Mr Justice Murray could not see any reason why these words were intended to mean “anything other than what they at first glance suggest”: that all the conditions for acquiring citizenship must be present from the time of the child’s birth.

The biological father and birth mother are the parents referred to in the 1956 Act, the judge said. Another woman donated the egg, but it was not necessary for the court to consider this genetic mother’s status under the 1956 Act, he said.

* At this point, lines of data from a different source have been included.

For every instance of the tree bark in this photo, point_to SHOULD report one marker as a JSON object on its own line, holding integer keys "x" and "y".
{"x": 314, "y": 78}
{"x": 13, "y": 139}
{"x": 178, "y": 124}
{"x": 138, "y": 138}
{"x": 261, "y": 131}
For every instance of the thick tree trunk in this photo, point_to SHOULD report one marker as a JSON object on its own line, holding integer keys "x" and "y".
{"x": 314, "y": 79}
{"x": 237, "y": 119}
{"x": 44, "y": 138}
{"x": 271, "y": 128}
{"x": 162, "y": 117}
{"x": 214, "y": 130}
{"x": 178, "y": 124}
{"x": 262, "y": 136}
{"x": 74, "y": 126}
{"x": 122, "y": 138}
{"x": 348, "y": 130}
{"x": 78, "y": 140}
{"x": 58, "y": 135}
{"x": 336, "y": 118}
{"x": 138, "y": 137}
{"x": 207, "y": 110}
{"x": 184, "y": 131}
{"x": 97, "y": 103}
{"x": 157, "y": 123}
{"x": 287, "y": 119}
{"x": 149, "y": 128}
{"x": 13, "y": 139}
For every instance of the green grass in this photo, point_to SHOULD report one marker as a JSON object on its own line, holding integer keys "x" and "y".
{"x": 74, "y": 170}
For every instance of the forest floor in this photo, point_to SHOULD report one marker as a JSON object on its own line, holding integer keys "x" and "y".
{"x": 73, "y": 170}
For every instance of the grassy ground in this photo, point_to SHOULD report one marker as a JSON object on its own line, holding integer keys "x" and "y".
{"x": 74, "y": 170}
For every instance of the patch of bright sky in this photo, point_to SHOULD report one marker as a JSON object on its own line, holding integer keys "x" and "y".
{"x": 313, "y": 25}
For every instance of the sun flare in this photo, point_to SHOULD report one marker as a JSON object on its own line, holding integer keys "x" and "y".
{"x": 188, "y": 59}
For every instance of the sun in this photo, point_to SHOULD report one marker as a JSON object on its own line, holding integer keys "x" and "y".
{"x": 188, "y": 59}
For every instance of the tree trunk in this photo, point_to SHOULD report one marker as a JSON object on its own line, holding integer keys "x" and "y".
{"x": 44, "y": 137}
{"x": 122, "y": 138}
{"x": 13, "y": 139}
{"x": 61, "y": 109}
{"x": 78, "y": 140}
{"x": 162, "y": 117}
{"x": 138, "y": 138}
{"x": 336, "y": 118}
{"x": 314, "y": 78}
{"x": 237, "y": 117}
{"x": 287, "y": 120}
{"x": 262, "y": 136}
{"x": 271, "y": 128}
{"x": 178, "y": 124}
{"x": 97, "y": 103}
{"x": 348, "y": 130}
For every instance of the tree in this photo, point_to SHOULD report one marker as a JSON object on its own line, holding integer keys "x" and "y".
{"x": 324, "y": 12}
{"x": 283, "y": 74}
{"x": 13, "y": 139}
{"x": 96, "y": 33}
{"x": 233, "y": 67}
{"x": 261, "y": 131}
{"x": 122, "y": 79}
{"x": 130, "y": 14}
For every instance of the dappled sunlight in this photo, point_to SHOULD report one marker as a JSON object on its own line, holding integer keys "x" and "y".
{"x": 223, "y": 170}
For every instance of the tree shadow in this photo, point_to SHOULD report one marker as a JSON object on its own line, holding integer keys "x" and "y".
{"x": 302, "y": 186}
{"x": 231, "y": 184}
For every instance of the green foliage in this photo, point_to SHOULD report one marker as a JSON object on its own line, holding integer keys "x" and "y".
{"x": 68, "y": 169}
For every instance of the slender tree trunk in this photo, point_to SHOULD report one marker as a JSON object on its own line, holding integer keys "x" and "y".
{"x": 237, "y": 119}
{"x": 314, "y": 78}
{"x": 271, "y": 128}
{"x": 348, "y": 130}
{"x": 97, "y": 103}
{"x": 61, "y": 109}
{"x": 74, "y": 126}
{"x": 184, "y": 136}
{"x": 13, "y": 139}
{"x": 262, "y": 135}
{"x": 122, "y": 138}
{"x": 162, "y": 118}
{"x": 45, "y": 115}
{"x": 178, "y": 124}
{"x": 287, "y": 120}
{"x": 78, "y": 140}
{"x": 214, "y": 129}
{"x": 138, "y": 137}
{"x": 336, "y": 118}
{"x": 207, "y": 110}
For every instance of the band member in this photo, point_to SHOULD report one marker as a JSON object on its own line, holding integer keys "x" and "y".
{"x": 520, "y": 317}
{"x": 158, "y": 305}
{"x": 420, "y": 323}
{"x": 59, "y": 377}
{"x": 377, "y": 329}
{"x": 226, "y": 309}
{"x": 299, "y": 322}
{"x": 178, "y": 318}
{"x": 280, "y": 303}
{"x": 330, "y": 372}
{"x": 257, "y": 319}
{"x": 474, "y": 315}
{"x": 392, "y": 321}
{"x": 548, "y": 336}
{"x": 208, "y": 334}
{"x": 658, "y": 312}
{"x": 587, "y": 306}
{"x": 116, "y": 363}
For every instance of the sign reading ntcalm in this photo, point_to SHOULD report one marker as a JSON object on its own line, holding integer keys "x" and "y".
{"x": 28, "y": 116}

The Irish Human Rights and Equality Commission (IHREC), which was joined as a notice party in the Supreme Court, asked the court to consider declaring that, by failing to provide a surrogate child whose non-genetic parent is Irish with a legislative route to birthright citizenship, the State had breached this boy’s constitutional rights.

Mr Justice Murray said the court could not consider this for several reasons, including that the applicant couple did not seek this relief. More fundamentally, he said, the IHREC’s request invited the court to “step into a significant policy debate” which could not be allowed without the State having an opportunity to adduce evidence on the issues.

Ms Justice Elizabeth Dunne, Mr Justice Peter Charlton and Mr Justice Séamus Woulfe agreed with the judgment. Mr Justice Gerard Hogan delivered a concurring judgment with which Mr Justice Woulfe agreed.

In his shorter judgment, Mr Justice Hogan said that while the failure of the Oireachtas to allow for citizenship by descent in a case like this raised an “acute constitutional issue” it was inappropriate to proceed further on this issue when it had not been raised by the applicant couple.